However, Tony Cook, who was working with Syd Hall on the chemical (MIF) applications of STAR files, pointed out that much of the stored information on each dataname could be extracted by computer if it were presented in an appropriate way - and what way would be more appropriate than as a STAR file, so that the same software being written to extract information from a CIF could be used to extract information from the dictionary? And so it came to pass - by the time the original CIF paper went to press, the dictionary had been recast as a STAR file (with the same syntax restrictions as a CIF). The dictionary information was associated with a new set of datanames, which form the vocabulary of the Dictionary Definition Language, or DDL. Note that this formalism is only mentioned in passing in the CIF paper: the typeset version of the dictionary translates the DDL names into sentences, so that the dictionary again resembles a lexicographic one in its layout of entries.
Here is an example of an entry in the core dictionary:
data_atom_site_attached_hydrogens _name '_atom_site_attached_hydrogens' _type numb _list yes _list_identifier '_atom_site_label' _enumeration_range 0:4 _enumeration_default 0 loop_ _example _example_detail 2 'water oxygen' 1 'hydroxyl oxygen' 4 'ammonium nitrogen' _definition ; The number of hydrogen atoms attached to the atom at this site excluding any H atoms for which coordinates (measured or calculated) are given. ;
The DDL used for this version is documented only in comments at the end of the dictionary file cifdic.C91. I reproduce it here for historical interest, and shall refer to this version as DDL0.
############################################################################## # # DDL Data Name Descriptions # -------------------------- # # _compliance The dictionary version in which the item is defined. # # _definition The description of the item. # # _enumeration A permissible value for an item. The value 'unknown' # signals that the item can have any value. # # _enumeration_default The default value for an item if it is not specified # explicitly. 'unknown' means default is not known. # # _enumeration_detail The description of a permissible value for an item. # Note that that the code '.' normally signals a null # or 'not applicable' condition. # # _enumeration_range The range of values for a numerical item. The # construction is 'min:max'. If 'max' is omitted then the # item can have any value greater than or equal to 'min'. # # _esd Signals if an estimated standard deviation is # expected to be appended (enclosed within brackets) # to a numerical item. May be 'yes' or 'no'. # # _esd_default The default value for the esd of a numerical item # if a value is not appended. # # _example An example of the item. # # _example_detail A description of the example. # # _list Signals if an item is expected to occur in a looped # list. Possible values 'yes','no' or 'both'. # # _list_identifier Identifies a data item that MUST appear in the list # containing the currently defined data item. # # _name The data name of the item defined. # # _type The data type 'numb' or 'char' (latter includes 'text'). # # _units_extension The data name extension code used to specify the units # of a numerical item. # # _units_description A description of the units. # # _units_conversion The method of converting the item into a value based # on the default units. Each conversion number is # preceded by an operator code *, /, +, or - which # indicates how the conversion number is applied. # # _update_history A record of the changes to this file. # #-eof-eof-eof-eof-eof-eof-eof-eof-eof-eof-eof-eof-eof-eof-eof-eof-eof-eof-eof
I know of two applications which are able to read the CIF core and validate CIFs against that dictionary, expressed in DDL0: CIFCHK from the CCDC, which we use to check CIFs as we archive them (but this program has never been released to the public domain); and sb (which has gaps - it can't handle _units_extension).
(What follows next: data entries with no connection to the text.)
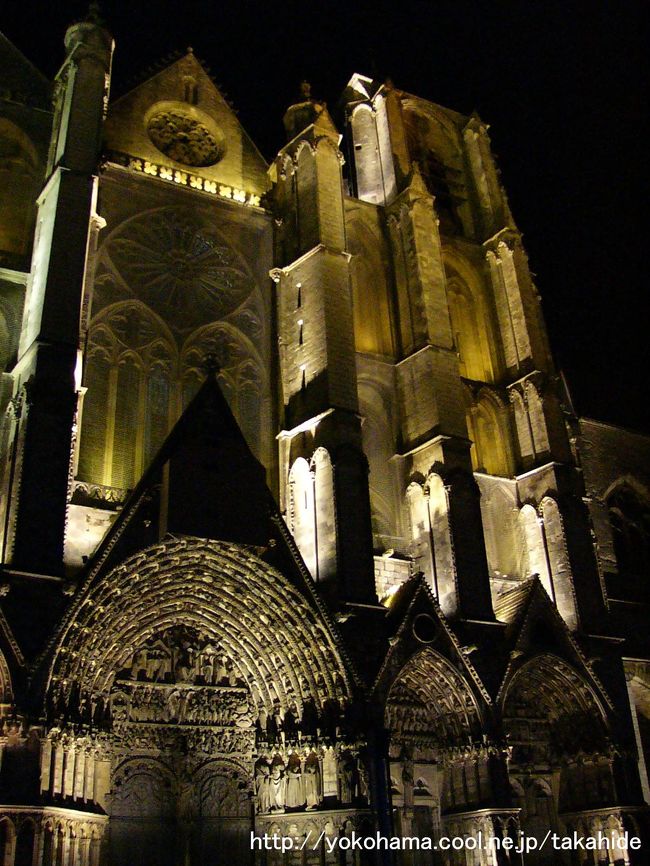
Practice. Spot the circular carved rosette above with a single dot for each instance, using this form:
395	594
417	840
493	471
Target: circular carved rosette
179	266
The benefit of this approach is, of course, that you do not need to write a new subroutine to handle each new entry in the dictionary - no small consideration, now that we have more than 1200 entries. By the time of the Veszprem computing school in mid-1992, Peter Murray-Rust, for instance, was already working on a C++ object library for CIF. The ambition was to provide a library of routines (written in C++ but callable from C (and maybe even Fortran) for extracting CIF data and validating it against the dictionary.
But only "to a large extent". The hierarchies as set up in the core dictionary are not rigid. The CIF paper lists _chemical_ and _chemical_conn_ as separate "category" parents. (I put the word category in quotes here because it was not a well defined idea. Most people have a feel for the type of categorisation being attempted, but the rules for assigning categories were for a long time difficult to pin down.) In like manner, the _atom_site_ and _atom_site_aniso_ groups of datanames were clearly related, but yet distinct. The relationship was not so clean as the similar form of datanames suggested.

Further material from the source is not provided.